Le moins pour le plus
Plus que quinze jours avant la clôture de notre appel à contribution ! Afin de vous faire une idée du second livre à paraître aux éditions Bozon2X, nous vous proposons les premières pages de « Giacomo Joyce » dans une toute nouvelle traduction réalisée par Alice de Ona et Nunzio d’Annibale. Le PDF est téléchargeable ici : GiacomoJoyce
Le moins par le plus (préface de Nunzio d’Annibale)
Joyce, malin comme un songe, nous donne la clef du chant, d’entrée de jeu :
« A form of speech : the lesser for the greater. »[1]
Est-ce un piège ?
Probablement, mais laissons-nous piéger :
« What else are you good for ? »[2]
Nous ne sommes bon qu’à ça, finalement, et puis à quoi bon écrire sans se laisser piéger par la parole et surtout, à quoi bon lire sans se vautrer délicieusement dans cet attrape-couillon que les êtres humains se sont tendus à eux-mêmes : le langage.

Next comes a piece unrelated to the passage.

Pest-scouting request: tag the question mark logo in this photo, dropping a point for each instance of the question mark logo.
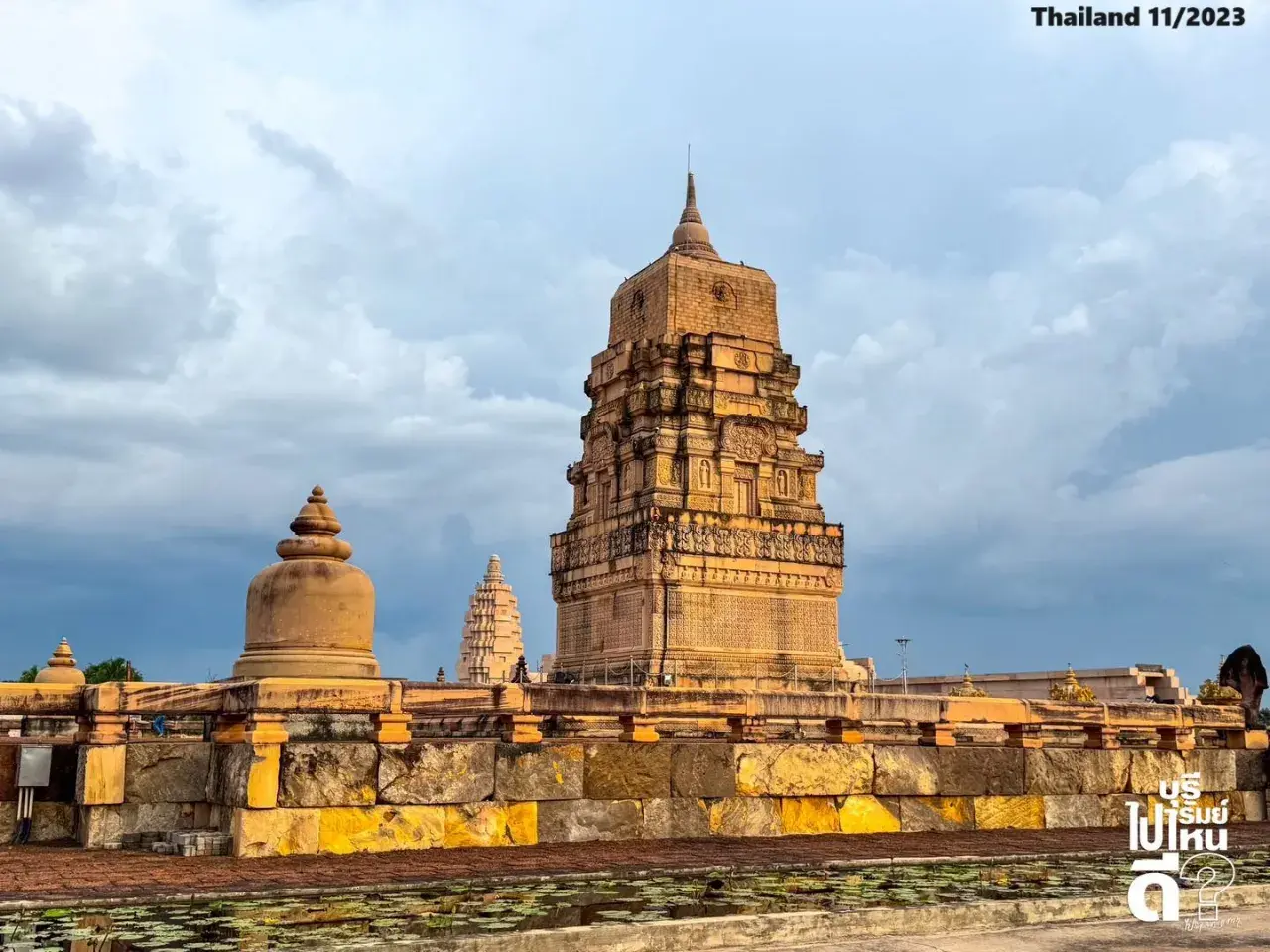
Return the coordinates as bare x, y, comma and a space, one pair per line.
1210, 874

Nous sommes à Trieste. James Joyce est alors un homme en exil, aussi irlandais qu’alcoolique, donnant des cours d’anglais à une jeune fille aussi italienne que juive, je résume.
Giacomo ?
Joyce se fera même italien, s’il le faut, et ça tombe bien, Giacomo est le prénom de Casanova (littéralement « maison neuve » en français). Autant vous prévenir : Joyce ne trouvera jamais d’échappatoire à l’Irlande, pas plus à Paris qu’à Trieste, encore moins à Zurich. Pas de maison neuve pour James.

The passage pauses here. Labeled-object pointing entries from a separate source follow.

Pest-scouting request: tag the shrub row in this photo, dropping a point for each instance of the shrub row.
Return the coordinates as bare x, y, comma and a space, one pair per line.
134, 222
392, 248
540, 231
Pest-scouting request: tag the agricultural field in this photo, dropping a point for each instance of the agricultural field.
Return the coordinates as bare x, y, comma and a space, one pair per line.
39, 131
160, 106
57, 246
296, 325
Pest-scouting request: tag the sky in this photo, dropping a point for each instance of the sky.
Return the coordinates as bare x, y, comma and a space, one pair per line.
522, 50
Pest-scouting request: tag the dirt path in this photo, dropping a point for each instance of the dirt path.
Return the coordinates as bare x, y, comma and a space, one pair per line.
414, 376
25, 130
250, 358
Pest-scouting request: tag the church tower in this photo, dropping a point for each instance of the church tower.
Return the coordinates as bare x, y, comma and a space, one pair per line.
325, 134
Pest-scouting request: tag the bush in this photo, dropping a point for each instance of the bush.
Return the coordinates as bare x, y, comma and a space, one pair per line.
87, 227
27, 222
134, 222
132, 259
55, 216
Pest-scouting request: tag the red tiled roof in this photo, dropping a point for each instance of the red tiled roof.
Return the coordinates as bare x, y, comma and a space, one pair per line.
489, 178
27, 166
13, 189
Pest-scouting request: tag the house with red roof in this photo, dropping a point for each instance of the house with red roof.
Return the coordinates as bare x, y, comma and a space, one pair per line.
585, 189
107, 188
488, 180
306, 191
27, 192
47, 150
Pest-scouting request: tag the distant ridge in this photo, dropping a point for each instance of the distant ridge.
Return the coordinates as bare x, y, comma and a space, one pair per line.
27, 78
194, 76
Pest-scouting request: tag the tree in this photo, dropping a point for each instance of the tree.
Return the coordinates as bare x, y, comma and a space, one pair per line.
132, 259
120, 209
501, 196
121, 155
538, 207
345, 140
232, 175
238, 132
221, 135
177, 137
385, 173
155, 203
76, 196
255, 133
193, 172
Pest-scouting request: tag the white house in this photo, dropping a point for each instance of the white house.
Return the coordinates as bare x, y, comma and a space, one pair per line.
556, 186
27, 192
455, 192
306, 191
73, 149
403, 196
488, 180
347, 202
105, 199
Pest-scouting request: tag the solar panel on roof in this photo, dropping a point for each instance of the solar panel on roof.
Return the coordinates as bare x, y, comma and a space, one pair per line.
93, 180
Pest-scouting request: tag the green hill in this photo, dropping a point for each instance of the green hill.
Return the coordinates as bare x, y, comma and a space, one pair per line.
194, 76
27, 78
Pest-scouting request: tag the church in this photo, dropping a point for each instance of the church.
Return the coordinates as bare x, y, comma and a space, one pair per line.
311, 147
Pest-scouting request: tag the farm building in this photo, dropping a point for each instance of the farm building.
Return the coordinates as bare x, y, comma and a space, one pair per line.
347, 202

L’Irlande le harcèle partout où il se trouve. Il n’y a pour Joyce ni repos ni réel exil. « On ne part pas », avait dit Rimbaud, lui-même grand spécialiste des raccourcis.

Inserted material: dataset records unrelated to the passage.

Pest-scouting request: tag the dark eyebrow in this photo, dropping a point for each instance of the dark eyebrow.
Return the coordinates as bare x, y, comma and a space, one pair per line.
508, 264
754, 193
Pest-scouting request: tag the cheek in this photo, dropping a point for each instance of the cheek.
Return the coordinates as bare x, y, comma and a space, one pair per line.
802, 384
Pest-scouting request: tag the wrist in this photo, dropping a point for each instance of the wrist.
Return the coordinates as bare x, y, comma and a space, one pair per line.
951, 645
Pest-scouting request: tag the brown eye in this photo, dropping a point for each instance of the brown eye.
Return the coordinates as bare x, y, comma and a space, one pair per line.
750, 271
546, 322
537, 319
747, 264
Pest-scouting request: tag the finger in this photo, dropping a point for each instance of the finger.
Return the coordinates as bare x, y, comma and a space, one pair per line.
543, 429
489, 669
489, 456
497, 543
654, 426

Joyce, en attendant Paris, est coincé entre Portrait de l’artiste et Ulysse, entre Dublin et Trieste. Giacomo Joyce est donc un sas, un raté de laboratoire ; et comme tout vrai raté : une réussite.
Joyce semble constater un manque à dire : la langue courante, maternelle, indispensable et arbitraire, ne suffit pas ou plus. Ce que Joyce veut raconter mérite une langue, une grammaire, une syntaxe, du coup il les invente.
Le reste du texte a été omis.